La Police: une institution au service de la population
La police est au service de la population. Elle est confrontée au quotidien à des situations variées dont les protagonistes ne sont pas toujours bien disposés. La question de l’égalité de traitement par la police demeure une attente forte de la part de la population. “C’est même le principal ressort de l’image de la police”, note le rapport.
L’image de la police est un phénomène complexe qui résulte de situations, d’attentes, d’expériences ou encore d’opinions, ajoute-t-on.
L’opinion selon laquelle la police n’est pas impartiale est l’un des deux facteurs qui expliquent le mieux l’image médiocre dont elle bénéficie .
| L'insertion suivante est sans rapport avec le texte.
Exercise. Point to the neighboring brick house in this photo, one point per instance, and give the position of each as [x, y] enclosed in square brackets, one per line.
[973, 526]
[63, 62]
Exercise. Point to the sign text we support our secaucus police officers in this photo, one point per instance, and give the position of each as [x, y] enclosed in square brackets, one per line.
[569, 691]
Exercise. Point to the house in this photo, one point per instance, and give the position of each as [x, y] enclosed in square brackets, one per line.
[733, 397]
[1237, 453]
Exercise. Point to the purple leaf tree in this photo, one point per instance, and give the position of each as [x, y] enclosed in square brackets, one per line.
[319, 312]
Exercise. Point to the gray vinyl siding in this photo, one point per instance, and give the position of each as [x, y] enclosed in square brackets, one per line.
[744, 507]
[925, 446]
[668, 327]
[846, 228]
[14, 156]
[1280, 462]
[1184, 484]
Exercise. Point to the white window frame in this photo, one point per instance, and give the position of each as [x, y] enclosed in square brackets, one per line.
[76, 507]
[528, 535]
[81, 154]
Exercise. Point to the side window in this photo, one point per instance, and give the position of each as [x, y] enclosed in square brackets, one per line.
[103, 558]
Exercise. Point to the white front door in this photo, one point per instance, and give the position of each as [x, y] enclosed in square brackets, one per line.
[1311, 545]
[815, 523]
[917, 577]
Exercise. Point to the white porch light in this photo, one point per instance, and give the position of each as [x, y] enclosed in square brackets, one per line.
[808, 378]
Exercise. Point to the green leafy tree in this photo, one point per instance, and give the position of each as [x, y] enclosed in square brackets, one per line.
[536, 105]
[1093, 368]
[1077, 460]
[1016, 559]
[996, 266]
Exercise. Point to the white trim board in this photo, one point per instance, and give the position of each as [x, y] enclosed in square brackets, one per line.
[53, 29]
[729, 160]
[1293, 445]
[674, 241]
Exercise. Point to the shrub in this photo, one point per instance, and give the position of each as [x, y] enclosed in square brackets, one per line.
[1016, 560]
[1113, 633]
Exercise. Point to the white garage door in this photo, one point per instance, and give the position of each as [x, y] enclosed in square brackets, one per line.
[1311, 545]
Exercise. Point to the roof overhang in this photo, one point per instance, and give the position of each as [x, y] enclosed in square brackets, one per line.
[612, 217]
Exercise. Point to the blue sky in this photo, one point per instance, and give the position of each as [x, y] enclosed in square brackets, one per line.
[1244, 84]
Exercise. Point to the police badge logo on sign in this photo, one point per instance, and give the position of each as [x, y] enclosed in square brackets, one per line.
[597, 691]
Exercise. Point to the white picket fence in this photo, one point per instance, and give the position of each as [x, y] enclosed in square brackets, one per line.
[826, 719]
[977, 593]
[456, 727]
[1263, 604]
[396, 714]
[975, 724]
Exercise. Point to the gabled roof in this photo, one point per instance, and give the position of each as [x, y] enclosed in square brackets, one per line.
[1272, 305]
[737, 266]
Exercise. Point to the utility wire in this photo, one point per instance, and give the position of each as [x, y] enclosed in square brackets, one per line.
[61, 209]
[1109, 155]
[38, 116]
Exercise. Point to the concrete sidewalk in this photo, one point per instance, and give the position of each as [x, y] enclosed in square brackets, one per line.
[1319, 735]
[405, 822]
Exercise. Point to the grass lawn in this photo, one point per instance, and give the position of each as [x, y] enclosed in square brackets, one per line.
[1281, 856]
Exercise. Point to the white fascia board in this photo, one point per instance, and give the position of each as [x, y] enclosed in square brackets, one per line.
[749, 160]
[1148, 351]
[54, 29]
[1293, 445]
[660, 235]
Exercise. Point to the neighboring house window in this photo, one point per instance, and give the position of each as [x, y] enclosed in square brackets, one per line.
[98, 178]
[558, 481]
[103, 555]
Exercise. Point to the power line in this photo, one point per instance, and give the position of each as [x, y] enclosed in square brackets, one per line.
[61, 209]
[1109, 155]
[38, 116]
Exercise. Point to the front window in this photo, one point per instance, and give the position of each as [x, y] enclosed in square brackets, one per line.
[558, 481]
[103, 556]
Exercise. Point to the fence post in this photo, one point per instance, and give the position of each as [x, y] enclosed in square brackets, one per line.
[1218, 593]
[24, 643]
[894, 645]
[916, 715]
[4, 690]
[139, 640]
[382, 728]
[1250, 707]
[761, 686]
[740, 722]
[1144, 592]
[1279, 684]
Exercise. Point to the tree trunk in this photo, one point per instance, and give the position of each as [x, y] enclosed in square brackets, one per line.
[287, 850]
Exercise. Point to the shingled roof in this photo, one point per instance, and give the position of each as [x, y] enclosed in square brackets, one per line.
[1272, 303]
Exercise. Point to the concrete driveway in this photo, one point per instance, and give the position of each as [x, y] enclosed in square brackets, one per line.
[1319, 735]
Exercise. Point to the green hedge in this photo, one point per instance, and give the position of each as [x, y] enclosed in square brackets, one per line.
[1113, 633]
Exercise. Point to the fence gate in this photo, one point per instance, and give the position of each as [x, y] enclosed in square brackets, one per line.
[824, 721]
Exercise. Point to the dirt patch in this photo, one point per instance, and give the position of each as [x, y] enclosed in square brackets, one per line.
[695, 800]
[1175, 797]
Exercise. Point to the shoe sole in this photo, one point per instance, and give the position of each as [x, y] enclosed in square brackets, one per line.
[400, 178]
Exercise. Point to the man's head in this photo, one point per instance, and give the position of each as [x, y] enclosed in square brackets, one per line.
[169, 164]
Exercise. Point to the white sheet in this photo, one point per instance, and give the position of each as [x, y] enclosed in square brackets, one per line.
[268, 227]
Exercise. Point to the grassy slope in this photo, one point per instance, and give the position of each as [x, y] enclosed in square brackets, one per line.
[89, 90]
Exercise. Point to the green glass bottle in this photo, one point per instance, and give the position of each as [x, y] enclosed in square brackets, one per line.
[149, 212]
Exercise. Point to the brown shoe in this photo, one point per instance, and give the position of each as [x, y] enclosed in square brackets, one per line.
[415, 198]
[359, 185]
“Ceux qui pensent que la police n’est pas impartiale sont 28.4 % à avoir une mauvaise image de la police ; ceux, en revanche, qui jugent que la police est impartiale sont 51.5 % à avoir une bonne image de la police. Pratiquement 60 % des Guinéens interrogés estiment que la police n’est pas impartiale et plus de la moitié d’entre eux avancent pour motif une police qui privilégie les nantis. On sait également que les plus pauvres, qui redoutent justement que la police et le système judiciaire ne leur sera pas favorable, dénoncent moins à la police et s’adressent plutôt aux chefs de quartier pour dénoncer un délit”, lit-on dans le document.
L’étude a été publiée par COGINTA, une organisation non gouvernementale basée à Genève, Suisse, qui fournit une assistance technique en matière de gouvernance du secteur de la sécurité, de réformes policières et de sécurité communautaire dans les pays en situation de fragilité et/ou de sortie de crise.